16. Prior Year Adjustments :
Besides the debit / credit in previous year adjustment account, amounts
related to previous year, raised / settled during the year have been
debited / credited to respective heads of accounts.
17. Miscellaneous Expenditure :
a) Preliminary Expenses are being written off over a period of 10
years.
b) Public Issue Expenses are amortised and being written off over a
period of 10 years.
c) Market Development expenses are amortised and being written off over
a period of 10 years.
d) Share Capital Increase expenses are amortized and being written off
over a period of 5 years.
18. Employee Benefit :
a) Provident Fund : All the employees of the Company are entitled to
receive benefits of the provident fund, a defined contribution plan
managed by or recognized fund management Company in which both
employees and the Company contributed at a stipulated monthly rate. The
Company has no liability for future provident fund benefits other than
its annual contribution as an expenses in the year it is incurred.

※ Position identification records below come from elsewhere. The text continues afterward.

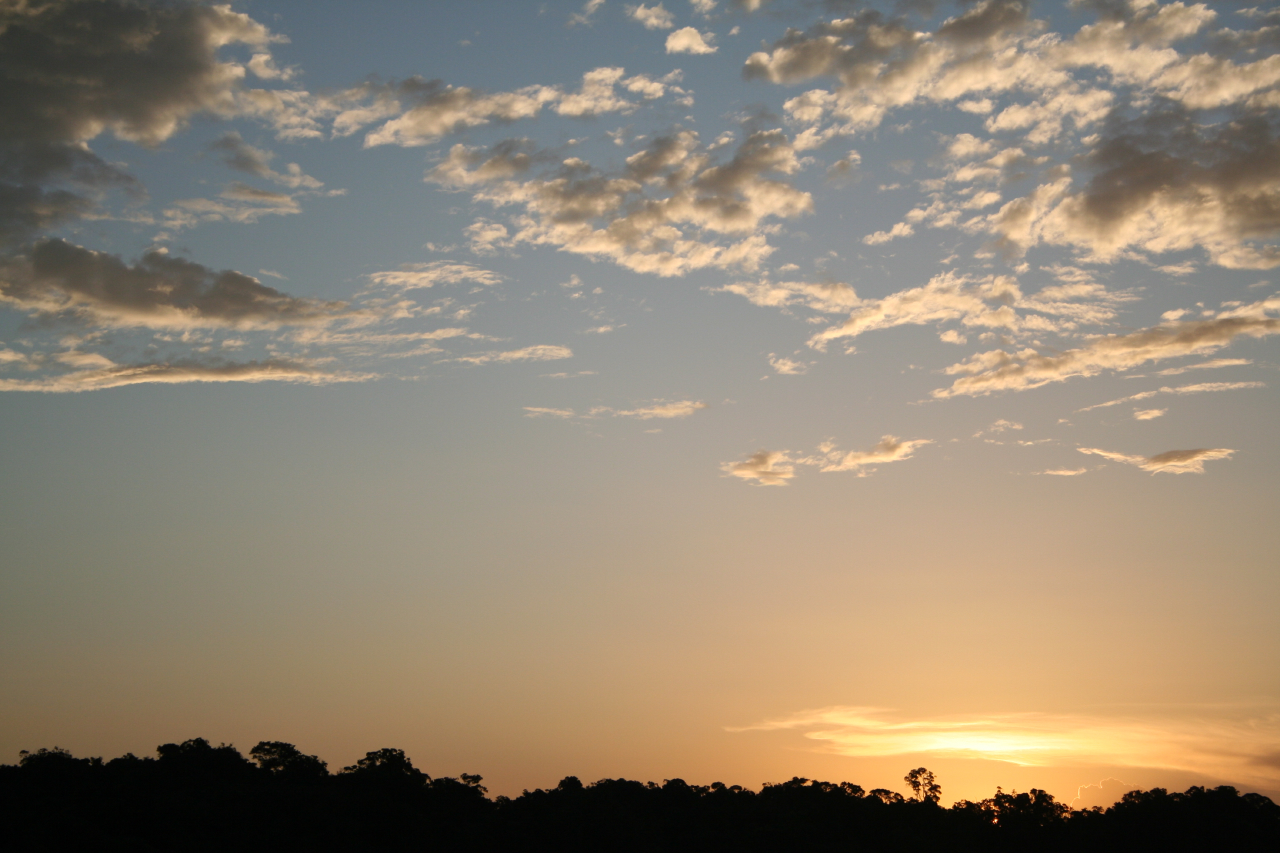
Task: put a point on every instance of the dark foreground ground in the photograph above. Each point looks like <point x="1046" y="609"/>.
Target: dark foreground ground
<point x="199" y="797"/>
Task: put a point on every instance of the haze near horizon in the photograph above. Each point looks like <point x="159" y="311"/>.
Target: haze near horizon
<point x="722" y="391"/>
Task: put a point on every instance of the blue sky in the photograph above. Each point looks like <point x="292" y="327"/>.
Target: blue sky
<point x="689" y="388"/>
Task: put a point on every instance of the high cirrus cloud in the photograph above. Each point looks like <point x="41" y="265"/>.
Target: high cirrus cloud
<point x="763" y="468"/>
<point x="1223" y="744"/>
<point x="688" y="40"/>
<point x="158" y="292"/>
<point x="775" y="468"/>
<point x="421" y="276"/>
<point x="74" y="69"/>
<point x="988" y="302"/>
<point x="113" y="375"/>
<point x="888" y="450"/>
<point x="536" y="352"/>
<point x="659" y="214"/>
<point x="1189" y="461"/>
<point x="999" y="370"/>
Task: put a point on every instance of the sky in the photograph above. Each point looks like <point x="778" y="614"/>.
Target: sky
<point x="725" y="389"/>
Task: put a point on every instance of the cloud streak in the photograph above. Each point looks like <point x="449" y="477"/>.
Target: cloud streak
<point x="1216" y="743"/>
<point x="999" y="370"/>
<point x="1191" y="461"/>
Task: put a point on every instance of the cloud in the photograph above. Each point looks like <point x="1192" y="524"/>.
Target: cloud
<point x="833" y="297"/>
<point x="539" y="352"/>
<point x="690" y="41"/>
<point x="158" y="292"/>
<point x="652" y="17"/>
<point x="888" y="450"/>
<point x="787" y="366"/>
<point x="661" y="214"/>
<point x="999" y="427"/>
<point x="1191" y="461"/>
<point x="181" y="372"/>
<point x="999" y="370"/>
<point x="991" y="302"/>
<point x="76" y="69"/>
<point x="1161" y="176"/>
<point x="1206" y="365"/>
<point x="763" y="468"/>
<point x="437" y="109"/>
<point x="1104" y="796"/>
<point x="420" y="276"/>
<point x="1164" y="182"/>
<point x="680" y="409"/>
<point x="584" y="17"/>
<point x="1219" y="742"/>
<point x="1203" y="387"/>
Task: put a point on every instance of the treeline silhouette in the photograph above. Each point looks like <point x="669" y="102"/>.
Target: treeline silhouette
<point x="197" y="797"/>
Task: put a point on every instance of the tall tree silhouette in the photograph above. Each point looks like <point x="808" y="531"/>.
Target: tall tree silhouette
<point x="924" y="785"/>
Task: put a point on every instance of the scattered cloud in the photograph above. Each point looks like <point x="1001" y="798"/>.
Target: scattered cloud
<point x="763" y="468"/>
<point x="1191" y="461"/>
<point x="1219" y="742"/>
<point x="688" y="40"/>
<point x="663" y="410"/>
<point x="420" y="276"/>
<point x="888" y="450"/>
<point x="1206" y="365"/>
<point x="177" y="373"/>
<point x="159" y="292"/>
<point x="1000" y="370"/>
<point x="1198" y="388"/>
<point x="538" y="411"/>
<point x="1105" y="794"/>
<point x="662" y="214"/>
<point x="584" y="17"/>
<point x="654" y="17"/>
<point x="787" y="366"/>
<point x="539" y="352"/>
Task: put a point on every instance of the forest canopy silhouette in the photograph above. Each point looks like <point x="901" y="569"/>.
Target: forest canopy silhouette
<point x="195" y="796"/>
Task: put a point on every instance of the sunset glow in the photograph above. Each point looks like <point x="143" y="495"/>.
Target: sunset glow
<point x="716" y="389"/>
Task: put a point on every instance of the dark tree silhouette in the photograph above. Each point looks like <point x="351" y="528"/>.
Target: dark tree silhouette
<point x="199" y="797"/>
<point x="287" y="761"/>
<point x="924" y="785"/>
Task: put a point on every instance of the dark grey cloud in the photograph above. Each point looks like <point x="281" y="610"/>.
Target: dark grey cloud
<point x="60" y="278"/>
<point x="1165" y="181"/>
<point x="72" y="69"/>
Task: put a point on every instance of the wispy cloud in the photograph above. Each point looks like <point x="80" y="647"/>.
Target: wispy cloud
<point x="888" y="450"/>
<point x="182" y="372"/>
<point x="1219" y="742"/>
<point x="1198" y="388"/>
<point x="999" y="370"/>
<point x="763" y="468"/>
<point x="1189" y="461"/>
<point x="538" y="352"/>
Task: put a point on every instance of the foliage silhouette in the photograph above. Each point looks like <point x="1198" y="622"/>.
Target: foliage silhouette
<point x="197" y="797"/>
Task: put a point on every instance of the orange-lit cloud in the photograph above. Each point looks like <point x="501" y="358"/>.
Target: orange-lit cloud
<point x="1223" y="743"/>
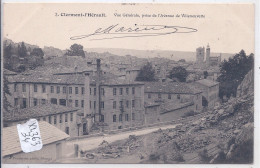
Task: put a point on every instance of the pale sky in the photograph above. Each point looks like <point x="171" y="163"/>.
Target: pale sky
<point x="227" y="28"/>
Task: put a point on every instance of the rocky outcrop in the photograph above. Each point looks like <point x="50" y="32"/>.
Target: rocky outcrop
<point x="247" y="85"/>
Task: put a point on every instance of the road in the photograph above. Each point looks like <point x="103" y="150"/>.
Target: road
<point x="94" y="142"/>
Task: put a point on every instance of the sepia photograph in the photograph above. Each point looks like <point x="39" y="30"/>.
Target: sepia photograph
<point x="128" y="83"/>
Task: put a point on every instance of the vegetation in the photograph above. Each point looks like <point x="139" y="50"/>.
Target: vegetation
<point x="179" y="73"/>
<point x="147" y="73"/>
<point x="76" y="50"/>
<point x="232" y="72"/>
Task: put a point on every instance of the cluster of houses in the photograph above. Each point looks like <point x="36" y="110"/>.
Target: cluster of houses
<point x="80" y="101"/>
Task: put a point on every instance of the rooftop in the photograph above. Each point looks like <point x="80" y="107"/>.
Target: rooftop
<point x="170" y="87"/>
<point x="11" y="142"/>
<point x="207" y="82"/>
<point x="37" y="111"/>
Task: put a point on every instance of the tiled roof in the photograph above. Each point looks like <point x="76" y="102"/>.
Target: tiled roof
<point x="170" y="87"/>
<point x="207" y="82"/>
<point x="173" y="105"/>
<point x="36" y="111"/>
<point x="11" y="143"/>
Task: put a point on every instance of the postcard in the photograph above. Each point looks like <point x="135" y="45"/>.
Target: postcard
<point x="128" y="83"/>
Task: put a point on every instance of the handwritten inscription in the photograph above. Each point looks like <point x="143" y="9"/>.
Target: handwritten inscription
<point x="117" y="31"/>
<point x="29" y="135"/>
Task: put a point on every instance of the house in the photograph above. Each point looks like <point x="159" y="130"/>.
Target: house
<point x="210" y="91"/>
<point x="67" y="119"/>
<point x="52" y="150"/>
<point x="106" y="100"/>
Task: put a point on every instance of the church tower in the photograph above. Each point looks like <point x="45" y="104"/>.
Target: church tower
<point x="208" y="55"/>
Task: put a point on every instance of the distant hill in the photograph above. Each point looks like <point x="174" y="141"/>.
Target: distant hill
<point x="174" y="55"/>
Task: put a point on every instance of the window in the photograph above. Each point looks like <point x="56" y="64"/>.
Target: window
<point x="71" y="116"/>
<point x="114" y="104"/>
<point x="53" y="101"/>
<point x="178" y="96"/>
<point x="95" y="91"/>
<point x="52" y="89"/>
<point x="64" y="90"/>
<point x="66" y="117"/>
<point x="50" y="119"/>
<point x="76" y="90"/>
<point x="102" y="105"/>
<point x="63" y="102"/>
<point x="24" y="87"/>
<point x="133" y="90"/>
<point x="82" y="90"/>
<point x="55" y="119"/>
<point x="82" y="103"/>
<point x="43" y="88"/>
<point x="58" y="89"/>
<point x="15" y="101"/>
<point x="103" y="91"/>
<point x="24" y="103"/>
<point x="102" y="118"/>
<point x="126" y="117"/>
<point x="43" y="101"/>
<point x="133" y="103"/>
<point x="35" y="102"/>
<point x="159" y="96"/>
<point x="133" y="116"/>
<point x="60" y="118"/>
<point x="114" y="118"/>
<point x="121" y="104"/>
<point x="114" y="91"/>
<point x="67" y="130"/>
<point x="35" y="89"/>
<point x="15" y="87"/>
<point x="120" y="117"/>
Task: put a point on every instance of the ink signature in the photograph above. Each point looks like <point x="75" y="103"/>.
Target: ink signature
<point x="117" y="31"/>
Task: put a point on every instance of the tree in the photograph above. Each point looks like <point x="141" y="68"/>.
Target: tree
<point x="22" y="51"/>
<point x="6" y="104"/>
<point x="206" y="74"/>
<point x="178" y="72"/>
<point x="147" y="73"/>
<point x="232" y="72"/>
<point x="76" y="50"/>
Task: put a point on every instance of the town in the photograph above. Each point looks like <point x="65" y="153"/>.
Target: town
<point x="80" y="95"/>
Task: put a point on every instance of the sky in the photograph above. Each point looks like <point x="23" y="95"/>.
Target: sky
<point x="228" y="28"/>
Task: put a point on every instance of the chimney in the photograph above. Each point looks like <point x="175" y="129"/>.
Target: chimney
<point x="87" y="111"/>
<point x="98" y="117"/>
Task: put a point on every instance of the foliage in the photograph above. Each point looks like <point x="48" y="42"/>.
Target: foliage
<point x="6" y="90"/>
<point x="76" y="50"/>
<point x="147" y="73"/>
<point x="232" y="72"/>
<point x="206" y="74"/>
<point x="179" y="72"/>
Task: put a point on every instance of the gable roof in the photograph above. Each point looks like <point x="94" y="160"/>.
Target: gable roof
<point x="11" y="143"/>
<point x="37" y="111"/>
<point x="206" y="82"/>
<point x="170" y="87"/>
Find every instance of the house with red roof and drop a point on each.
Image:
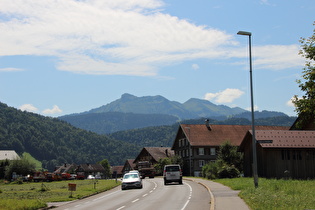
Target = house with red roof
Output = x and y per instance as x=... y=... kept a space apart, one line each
x=198 y=144
x=129 y=166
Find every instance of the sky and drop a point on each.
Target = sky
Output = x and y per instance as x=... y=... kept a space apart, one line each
x=59 y=57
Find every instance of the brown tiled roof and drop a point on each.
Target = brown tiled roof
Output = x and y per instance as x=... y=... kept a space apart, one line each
x=92 y=167
x=130 y=162
x=159 y=152
x=285 y=139
x=200 y=135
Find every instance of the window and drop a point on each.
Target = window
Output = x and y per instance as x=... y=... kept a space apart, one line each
x=212 y=151
x=201 y=163
x=285 y=154
x=201 y=151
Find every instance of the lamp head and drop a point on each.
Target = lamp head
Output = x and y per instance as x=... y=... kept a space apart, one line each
x=244 y=33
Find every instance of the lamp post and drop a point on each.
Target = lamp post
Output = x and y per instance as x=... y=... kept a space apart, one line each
x=189 y=147
x=255 y=174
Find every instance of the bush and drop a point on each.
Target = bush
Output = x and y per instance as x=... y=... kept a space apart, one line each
x=210 y=170
x=227 y=171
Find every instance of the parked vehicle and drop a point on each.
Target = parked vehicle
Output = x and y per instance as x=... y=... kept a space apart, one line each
x=91 y=177
x=172 y=173
x=146 y=169
x=131 y=180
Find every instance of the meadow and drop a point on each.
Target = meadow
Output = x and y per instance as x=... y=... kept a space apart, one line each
x=32 y=195
x=274 y=193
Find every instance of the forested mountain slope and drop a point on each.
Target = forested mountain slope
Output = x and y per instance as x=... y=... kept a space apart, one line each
x=55 y=142
x=109 y=122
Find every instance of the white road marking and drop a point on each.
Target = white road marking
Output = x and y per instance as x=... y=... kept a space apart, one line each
x=190 y=193
x=105 y=195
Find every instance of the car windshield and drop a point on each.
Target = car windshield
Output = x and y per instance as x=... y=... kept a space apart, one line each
x=172 y=168
x=131 y=176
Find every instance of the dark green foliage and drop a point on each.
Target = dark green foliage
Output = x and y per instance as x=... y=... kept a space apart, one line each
x=304 y=106
x=55 y=142
x=106 y=166
x=228 y=163
x=159 y=167
x=21 y=167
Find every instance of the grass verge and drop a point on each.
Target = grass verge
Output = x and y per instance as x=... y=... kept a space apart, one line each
x=274 y=193
x=35 y=195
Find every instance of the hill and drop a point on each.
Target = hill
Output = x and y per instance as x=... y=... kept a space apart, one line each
x=193 y=108
x=131 y=112
x=165 y=135
x=55 y=142
x=109 y=122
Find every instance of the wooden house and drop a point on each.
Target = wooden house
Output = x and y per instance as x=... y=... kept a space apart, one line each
x=154 y=154
x=9 y=155
x=198 y=144
x=281 y=153
x=128 y=166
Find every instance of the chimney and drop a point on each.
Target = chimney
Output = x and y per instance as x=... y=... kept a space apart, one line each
x=207 y=124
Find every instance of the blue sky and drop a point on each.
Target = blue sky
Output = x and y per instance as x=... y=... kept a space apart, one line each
x=59 y=57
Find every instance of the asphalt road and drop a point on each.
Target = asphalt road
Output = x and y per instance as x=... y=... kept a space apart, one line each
x=154 y=195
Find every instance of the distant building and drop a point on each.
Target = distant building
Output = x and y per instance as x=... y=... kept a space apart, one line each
x=281 y=153
x=129 y=166
x=198 y=144
x=9 y=155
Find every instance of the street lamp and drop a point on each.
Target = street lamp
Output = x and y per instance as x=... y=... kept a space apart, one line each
x=189 y=150
x=249 y=34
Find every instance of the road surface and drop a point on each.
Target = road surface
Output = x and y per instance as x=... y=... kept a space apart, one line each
x=153 y=196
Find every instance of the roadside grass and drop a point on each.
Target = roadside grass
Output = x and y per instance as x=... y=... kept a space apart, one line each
x=29 y=196
x=274 y=193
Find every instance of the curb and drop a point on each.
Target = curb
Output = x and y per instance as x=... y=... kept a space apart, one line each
x=211 y=195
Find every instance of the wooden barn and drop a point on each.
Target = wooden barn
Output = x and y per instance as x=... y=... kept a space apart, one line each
x=281 y=153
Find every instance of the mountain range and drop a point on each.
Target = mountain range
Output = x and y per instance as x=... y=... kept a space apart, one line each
x=191 y=109
x=131 y=112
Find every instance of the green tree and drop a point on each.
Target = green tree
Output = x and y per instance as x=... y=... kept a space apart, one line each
x=305 y=106
x=228 y=163
x=106 y=165
x=20 y=167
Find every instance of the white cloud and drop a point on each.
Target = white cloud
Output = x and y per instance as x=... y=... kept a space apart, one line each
x=226 y=96
x=118 y=37
x=29 y=108
x=195 y=66
x=290 y=103
x=256 y=108
x=10 y=69
x=54 y=110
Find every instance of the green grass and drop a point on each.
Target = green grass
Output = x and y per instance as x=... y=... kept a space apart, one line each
x=36 y=195
x=31 y=159
x=273 y=193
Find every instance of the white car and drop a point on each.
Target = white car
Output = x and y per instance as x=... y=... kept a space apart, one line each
x=172 y=173
x=91 y=177
x=131 y=180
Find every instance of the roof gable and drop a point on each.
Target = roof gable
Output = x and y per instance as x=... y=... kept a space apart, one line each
x=201 y=135
x=155 y=152
x=9 y=154
x=286 y=139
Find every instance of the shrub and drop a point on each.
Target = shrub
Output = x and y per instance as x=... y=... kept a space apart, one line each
x=227 y=171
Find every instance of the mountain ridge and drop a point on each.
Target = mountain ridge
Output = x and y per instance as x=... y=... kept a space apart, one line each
x=192 y=108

b) Gratuity : The Company provides for the gratuity, a defined benefit
retirement plan covering all employees. The plan managed by or
recognized fund management Company provides for lump sum payments to
employees at retirement, death while in employment or termination of
employment. The Company account for liability of future gratuity
benefits based on an actuarial valuation on projected unit credit
method carried out annually for assessing liability at the balance
sheet date as per revised AS-15.
c) Leave Encashment : Short term compensated absences are provided
based on estimates. Long term compensated absences are provided for
based on actuarial valuation. The actuarial valuation is done as per
revised AS-15. Actuarial gain / losses are immediately taken to profit
and loss account.
19. Research and Development :
Expenses related to the sample developments, improvement in the quality
of the current products and innovation of new products and cost of
processes related thereto are included in Research and Development
including human resources and cost of in-house developed fabrics
reduced by the amount received of samples, if any.
20. General :
Accounting policies, which are not specifically referred to, are
consistent with generally accepted accounting practices.